ESPLENDOR Y OCASO DEL BISONTE O BÚFALO AMERICANO
Jesús Nuño
Última actualización 26/09/2011@10:47:41 GMT+1
Su gran tamaño, su largo y lacio pelaje de color marrón y su gran velocidad en los desplazamientos caracterizan al bisonte o búfalo americano, un bóvido que representó un papel importantísimo durante siglos para indios y que en el siglo XIX fue masacrado y prácticamente exterminado por el hombre blanco.
El bisonte o búfalo americano es uno de los bóvidos más grandes y el mayor animal terrestre del Norte de América, llegando medir dos metros de alto y cuatro de largo y a pesar más de una tonelada. Aunque por sus parsimoniosos movimientos puedan parecer lentos, son capaces de correr hasta 56 km/h y de recorrer grandes distancias galopando pesadamente. Cubiertos de un pelaje largo y lacio, de color marrón oscuro en invierno y más claro y de menor espesor en verano, sus cabezas y pechos son enormes y ambos sexos se hallan dotados de cuernos de hasta 61 centímetros que utilizan para luchar con otros congéneres, o como medio de defensa. Las grandes manadas de antaño se alimentaban de las hierbas de las grandes praderas norteamericanas y acababan con toda la de un lugar en poco tiempo, por lo que debían mantenerse en constante movimiento y emigrando de acuerdo al ciclo vegetativo de las estaciones.
La mayoría se desplazaba formando dos manadas, una compuesta de los machos y la otra de las hembras y sus crías, que caminaban paralelamente. En la época del apareamiento, de junio a septiembre, las dos manadas se unían, formando los machos dominantes un pequeño harem, que defendían de los otros machos, cuidando a las hembras hasta que les permitían aparearse. Durante ese tiempo, los bisontes se hacen agresivos, impredecibles, altamente peligrosos y las luchas entre ellos son frecuentes. La gestación dura 285 días y los machos no toman parte en el cuidado de las crías. Los machos abandonan la manada maternal alrededor de los dos años, uniéndose a la manada de los machos, o manteniéndose solitarios o en pequeños grupos en el caso de ser machos no dominantes.
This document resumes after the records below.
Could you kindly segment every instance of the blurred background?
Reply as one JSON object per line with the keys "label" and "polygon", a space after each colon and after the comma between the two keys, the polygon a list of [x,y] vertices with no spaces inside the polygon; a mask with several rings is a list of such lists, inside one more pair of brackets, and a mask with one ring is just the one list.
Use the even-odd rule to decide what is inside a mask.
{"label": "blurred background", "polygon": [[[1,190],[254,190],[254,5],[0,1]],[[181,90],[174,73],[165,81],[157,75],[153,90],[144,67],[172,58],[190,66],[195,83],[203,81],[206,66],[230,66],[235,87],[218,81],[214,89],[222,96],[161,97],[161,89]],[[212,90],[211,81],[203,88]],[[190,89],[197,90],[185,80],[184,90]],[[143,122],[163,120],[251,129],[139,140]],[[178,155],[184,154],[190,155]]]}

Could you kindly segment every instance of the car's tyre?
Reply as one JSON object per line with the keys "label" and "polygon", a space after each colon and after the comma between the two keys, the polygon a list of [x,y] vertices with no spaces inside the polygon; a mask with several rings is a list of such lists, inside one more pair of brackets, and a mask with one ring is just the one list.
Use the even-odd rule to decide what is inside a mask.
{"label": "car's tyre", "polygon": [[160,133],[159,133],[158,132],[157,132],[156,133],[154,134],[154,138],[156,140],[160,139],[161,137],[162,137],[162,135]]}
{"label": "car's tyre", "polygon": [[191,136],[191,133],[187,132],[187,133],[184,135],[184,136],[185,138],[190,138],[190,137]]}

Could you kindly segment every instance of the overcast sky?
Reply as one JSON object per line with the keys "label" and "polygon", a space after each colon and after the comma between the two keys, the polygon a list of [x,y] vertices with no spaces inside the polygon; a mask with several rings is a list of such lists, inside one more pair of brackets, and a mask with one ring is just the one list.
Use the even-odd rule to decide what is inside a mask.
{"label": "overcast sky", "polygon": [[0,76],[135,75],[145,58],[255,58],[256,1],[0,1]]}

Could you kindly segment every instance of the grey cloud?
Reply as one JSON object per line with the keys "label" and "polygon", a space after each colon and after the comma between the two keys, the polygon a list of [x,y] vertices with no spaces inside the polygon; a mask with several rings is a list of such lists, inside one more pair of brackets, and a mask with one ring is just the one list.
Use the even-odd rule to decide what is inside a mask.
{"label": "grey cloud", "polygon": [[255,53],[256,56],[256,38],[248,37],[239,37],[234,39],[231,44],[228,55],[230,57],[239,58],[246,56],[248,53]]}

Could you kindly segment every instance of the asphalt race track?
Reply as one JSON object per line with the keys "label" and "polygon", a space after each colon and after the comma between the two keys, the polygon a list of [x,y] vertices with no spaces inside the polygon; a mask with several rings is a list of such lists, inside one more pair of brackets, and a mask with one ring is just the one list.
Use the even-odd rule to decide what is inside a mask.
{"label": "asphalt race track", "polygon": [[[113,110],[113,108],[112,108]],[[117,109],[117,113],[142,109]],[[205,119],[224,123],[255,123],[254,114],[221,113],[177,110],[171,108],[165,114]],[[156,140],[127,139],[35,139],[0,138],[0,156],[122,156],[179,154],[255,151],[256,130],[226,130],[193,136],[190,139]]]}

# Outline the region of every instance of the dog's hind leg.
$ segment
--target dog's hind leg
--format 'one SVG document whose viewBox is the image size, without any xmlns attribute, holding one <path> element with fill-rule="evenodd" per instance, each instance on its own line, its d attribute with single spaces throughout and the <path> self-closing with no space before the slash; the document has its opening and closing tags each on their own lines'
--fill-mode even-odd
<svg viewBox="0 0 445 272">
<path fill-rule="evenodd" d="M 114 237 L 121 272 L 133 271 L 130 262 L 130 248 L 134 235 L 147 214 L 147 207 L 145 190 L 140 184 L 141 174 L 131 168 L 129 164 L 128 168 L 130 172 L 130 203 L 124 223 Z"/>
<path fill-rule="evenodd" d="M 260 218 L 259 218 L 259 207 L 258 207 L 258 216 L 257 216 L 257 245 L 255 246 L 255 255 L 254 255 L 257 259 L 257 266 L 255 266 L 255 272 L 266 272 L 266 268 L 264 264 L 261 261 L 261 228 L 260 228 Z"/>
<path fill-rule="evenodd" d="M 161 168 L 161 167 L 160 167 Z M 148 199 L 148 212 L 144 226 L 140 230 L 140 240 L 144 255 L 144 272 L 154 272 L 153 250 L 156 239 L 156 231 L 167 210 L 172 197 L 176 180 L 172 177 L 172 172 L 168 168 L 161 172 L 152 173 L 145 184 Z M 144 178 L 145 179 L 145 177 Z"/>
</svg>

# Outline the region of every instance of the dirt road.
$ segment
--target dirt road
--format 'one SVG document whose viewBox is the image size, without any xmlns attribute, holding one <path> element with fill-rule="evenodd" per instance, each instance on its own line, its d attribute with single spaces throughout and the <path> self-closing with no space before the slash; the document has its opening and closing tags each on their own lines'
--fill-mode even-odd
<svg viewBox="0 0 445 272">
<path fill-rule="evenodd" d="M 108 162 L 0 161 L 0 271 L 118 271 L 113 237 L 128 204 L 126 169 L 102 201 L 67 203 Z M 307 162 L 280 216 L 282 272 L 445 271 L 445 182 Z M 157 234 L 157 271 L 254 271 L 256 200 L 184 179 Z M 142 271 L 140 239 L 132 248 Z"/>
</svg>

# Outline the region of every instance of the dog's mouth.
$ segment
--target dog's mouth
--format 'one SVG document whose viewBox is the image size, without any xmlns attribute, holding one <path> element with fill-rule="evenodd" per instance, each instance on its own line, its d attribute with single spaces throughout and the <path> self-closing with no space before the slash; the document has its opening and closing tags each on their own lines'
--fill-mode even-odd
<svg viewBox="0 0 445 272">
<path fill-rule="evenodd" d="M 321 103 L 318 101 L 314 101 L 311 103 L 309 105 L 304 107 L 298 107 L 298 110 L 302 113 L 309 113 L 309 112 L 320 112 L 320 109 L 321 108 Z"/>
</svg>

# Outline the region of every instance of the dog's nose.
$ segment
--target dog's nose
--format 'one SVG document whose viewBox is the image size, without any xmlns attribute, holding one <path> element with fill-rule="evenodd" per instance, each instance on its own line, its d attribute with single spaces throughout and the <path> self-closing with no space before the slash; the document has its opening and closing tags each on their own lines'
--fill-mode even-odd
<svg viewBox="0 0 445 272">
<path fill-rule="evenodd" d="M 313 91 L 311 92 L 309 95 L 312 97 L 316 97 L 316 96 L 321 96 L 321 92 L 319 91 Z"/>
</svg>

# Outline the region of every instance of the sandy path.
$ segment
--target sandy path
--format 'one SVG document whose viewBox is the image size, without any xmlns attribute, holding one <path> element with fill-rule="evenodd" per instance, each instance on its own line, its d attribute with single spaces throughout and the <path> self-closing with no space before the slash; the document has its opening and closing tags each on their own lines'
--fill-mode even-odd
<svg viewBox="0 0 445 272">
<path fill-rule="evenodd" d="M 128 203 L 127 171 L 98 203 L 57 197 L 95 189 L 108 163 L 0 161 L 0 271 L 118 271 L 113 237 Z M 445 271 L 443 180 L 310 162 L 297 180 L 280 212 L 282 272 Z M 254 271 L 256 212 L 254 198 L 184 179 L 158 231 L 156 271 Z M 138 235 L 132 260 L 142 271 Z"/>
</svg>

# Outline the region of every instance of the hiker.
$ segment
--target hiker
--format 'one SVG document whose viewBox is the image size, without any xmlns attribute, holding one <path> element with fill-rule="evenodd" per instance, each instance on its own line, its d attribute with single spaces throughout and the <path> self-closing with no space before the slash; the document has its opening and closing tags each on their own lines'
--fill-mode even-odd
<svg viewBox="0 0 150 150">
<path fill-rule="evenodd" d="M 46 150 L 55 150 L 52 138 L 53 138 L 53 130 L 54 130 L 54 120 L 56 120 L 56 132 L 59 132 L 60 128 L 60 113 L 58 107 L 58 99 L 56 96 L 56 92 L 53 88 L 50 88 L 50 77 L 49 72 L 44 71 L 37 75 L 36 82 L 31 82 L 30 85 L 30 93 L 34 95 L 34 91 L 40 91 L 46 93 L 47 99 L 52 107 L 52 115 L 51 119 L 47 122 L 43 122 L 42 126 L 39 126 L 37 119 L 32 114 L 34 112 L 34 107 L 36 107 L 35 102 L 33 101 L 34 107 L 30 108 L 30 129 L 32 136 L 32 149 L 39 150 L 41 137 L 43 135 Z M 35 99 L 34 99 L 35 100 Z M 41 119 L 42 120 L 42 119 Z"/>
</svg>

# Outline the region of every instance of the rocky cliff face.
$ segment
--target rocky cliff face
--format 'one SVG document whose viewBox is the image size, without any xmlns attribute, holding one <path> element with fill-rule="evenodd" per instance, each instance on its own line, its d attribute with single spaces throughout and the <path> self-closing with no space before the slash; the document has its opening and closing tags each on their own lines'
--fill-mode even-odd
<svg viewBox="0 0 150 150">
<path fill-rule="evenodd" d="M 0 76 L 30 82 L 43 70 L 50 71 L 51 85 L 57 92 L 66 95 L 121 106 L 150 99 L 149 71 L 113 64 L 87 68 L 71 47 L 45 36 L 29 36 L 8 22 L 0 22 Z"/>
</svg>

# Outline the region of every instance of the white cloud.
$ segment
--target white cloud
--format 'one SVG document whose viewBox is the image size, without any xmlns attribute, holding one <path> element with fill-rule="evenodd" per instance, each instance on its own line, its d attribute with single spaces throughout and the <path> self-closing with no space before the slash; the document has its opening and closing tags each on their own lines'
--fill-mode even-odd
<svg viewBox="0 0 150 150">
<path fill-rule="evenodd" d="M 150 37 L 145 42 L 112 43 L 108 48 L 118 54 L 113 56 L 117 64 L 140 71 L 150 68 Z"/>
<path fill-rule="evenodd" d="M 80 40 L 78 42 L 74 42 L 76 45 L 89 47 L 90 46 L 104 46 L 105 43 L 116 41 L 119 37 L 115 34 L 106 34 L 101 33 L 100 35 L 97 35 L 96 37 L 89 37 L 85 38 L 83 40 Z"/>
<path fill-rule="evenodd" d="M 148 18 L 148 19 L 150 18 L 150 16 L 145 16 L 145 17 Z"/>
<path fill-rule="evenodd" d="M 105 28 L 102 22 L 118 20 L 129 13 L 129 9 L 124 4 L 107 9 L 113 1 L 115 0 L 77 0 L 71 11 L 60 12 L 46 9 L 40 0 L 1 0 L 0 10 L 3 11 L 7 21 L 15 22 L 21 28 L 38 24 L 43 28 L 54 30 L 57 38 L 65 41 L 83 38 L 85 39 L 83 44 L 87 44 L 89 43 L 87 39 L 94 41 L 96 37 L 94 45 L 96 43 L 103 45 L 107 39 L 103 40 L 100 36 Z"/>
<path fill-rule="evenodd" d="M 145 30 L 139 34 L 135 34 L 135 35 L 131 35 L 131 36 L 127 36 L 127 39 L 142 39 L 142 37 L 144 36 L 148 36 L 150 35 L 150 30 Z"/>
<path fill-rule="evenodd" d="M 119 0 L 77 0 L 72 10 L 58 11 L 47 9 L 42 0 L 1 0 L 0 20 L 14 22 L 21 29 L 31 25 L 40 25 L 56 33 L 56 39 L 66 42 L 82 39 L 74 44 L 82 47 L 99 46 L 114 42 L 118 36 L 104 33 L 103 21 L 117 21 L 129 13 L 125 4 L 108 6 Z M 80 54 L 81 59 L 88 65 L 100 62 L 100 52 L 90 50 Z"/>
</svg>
El promedio de vida de los bisontes es de 15 años en libertad y de hasta 25 en cautividad.
Debido a su gran tamaño, pocos predadores se atreven a atacarlo, salvo, en algunos casos, las manadas de lobos o, muy raramente, un solo lobo. Estos cánidos atacan, preferiblemente, a las manadas con hembras y crías. En esos momentos, los búfalos machos cubren la retaguardia de la manada para permitir huir a las hembras y sus crías. Por otra parte, si los lobos no se muestran agresivos, los bisontes los ignoran aunque se encuentren a corta distancia. Los osos pardos o grises también constituyen, en ciertos casos, una amenaza para los pequeños bisontes, pudiendo los osos grises atacar, a veces, a un búfalo adulto.
Aunque los bisontes se comportan generalmente de una forma pacífica, despreocupada, e incluso perezosa, sus reacciones son impredecibles, pudiendo atacar súbitamente, sin aviso o razón aparente. Sus armas ofensivas más obvias son los cuernos, pero sus enormes cabezas utilizadas como arietes, impulsados por una masa de una tonelada moviéndose a más de 50 km/h, pueden producir un efecto devastador. Los golpes de sus patas traseras son también temibles y su velocidad les permite alcanzar a muchos animales con facilidad y a un ser humano a la carrera.
En la época del apogeo de las manadas, los búfalos siempre fueron considerados unos animales peligrosos y salvajes que no temían atacar a ningún ser vivo y podían matar a cualquiera de ellos. Incluso, actualmente, en EE. UU, se consideran en general los segundos animales más peligrosos para el hombre, por detrás del oso pardo y por delante del oso gris. De hecho, son los más peligrosos para los visitantes de los parques nacionales de Estados Unidos y Canadá. En un lapso de 14 años, por ejemplo, 12 personas fueron atacadas y heridas o muertas por osos en el Parque Nacional de Yellowstone y 56 por bisontes.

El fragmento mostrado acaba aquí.